Cape Town - In its heyday 22 000 years ago, the African penguin had a magnificent population of over 20 million on at least 15 large islands off the West Coast of South Africa which were home to various marine birds and penguin colonies.
Now the species is on the edge of extinction. There are approximately only 10000 breeding pairs left today after a dramatic post-1900 collapse of the African penguin population from 1.4 million.
A new study by researchers at Stellenbosch University, led by Dr Heath Beckett, argues the decline began almost 20000 years ago.
The study titled “A natural terminal Pleistocene decline of African penguin populations enhances their anthropogenic extinction risk”, found that even before the post-1900 collapse, the species suffered historic population decline due to a tenfold reduction in suitable nesting and breeding spaces which resulted from sea levels rising up to a 100m – even before anthropogenic global warming.
This gradually covered these large islands teeming with African penguins, which were then forced to “islandhop” as sea levels rose in search of suitable and safe breeding spaces (with access to sardines and anchovies), or to move on to the mainland and into conflict with humans.
Beckett said the main objective of the study was to show there had been major changes in their habitat availability over the past 22000 years.
“This could have had a massive effect on penguin populations. These populations are now experiencing additional human pressures on top of this in the form of climate change, habitat destruction and competition for food,” he said.

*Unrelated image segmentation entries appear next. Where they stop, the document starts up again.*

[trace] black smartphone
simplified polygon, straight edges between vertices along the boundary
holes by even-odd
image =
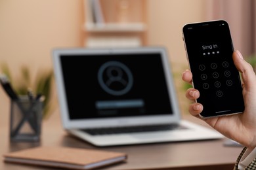
[[[183,41],[193,87],[200,92],[204,118],[244,110],[242,88],[232,60],[234,48],[228,24],[224,20],[188,24]]]

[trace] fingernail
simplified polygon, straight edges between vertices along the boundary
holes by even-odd
[[[185,70],[183,73],[182,73],[182,76],[184,77],[184,74],[185,74],[186,72],[188,72],[188,69]]]
[[[193,109],[195,110],[199,110],[200,109],[200,105],[196,105],[194,106]]]
[[[236,50],[236,52],[242,60],[244,60],[243,56],[240,51]]]
[[[196,91],[191,90],[190,92],[189,92],[189,95],[194,97],[196,97],[197,93],[198,92]]]

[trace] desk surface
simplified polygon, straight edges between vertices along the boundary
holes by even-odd
[[[3,113],[1,113],[3,114]],[[143,145],[96,148],[86,142],[68,135],[62,128],[58,112],[43,124],[40,143],[9,143],[7,116],[0,124],[0,154],[37,146],[64,146],[96,148],[125,152],[126,163],[105,167],[104,169],[232,169],[241,152],[241,147],[223,146],[224,139],[182,143],[168,143]],[[204,124],[190,116],[190,121]],[[0,160],[0,169],[35,169],[34,166],[7,163]],[[36,169],[51,169],[36,167]]]

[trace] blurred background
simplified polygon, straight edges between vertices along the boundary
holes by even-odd
[[[188,64],[182,26],[225,20],[234,48],[251,58],[255,10],[253,0],[0,0],[0,64],[8,65],[14,77],[25,65],[35,78],[41,69],[53,69],[55,48],[163,46],[184,114],[188,102],[181,77]],[[0,123],[5,123],[10,101],[2,88],[0,107]]]

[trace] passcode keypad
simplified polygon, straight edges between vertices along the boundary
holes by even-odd
[[[230,87],[233,84],[232,81],[228,79],[232,74],[228,70],[228,61],[219,63],[200,64],[198,69],[201,74],[201,79],[203,81],[202,88],[205,90],[213,88],[216,96],[222,97],[224,95],[222,89]],[[217,69],[218,67],[220,68]]]

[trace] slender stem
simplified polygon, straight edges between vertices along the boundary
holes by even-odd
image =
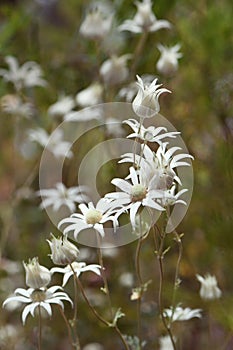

The researchers argue the study highlighted the potential for a reserve of resilience in African penguins that could be leveraged for its conservation and management.
Professor Guy Midgley, acting head of the Stellenbosch University School for Climate Studies and a co-author, said: “The coming risk is that future human-caused warming will exceed anything this species has seen in hundreds of thousands of years. Future species conservation efforts need to consider all this new information to allow conservation plans to be adjusted,” he said.
African penguins are climate survivors, but they are now hanging by a thread.
“African penguins wake us up to the fact that hundreds, possibly thousands, of species in the temperate and sub-Antarctic regions were climate refugees even before humans began to warm the planet, and this must inform our view of climate change risks, and how we need to respond,” Midgley said.
“It’s a total survivor and, given half a chance, they will hang on. Island hopping saved it in the past, they know how to do this,” he said.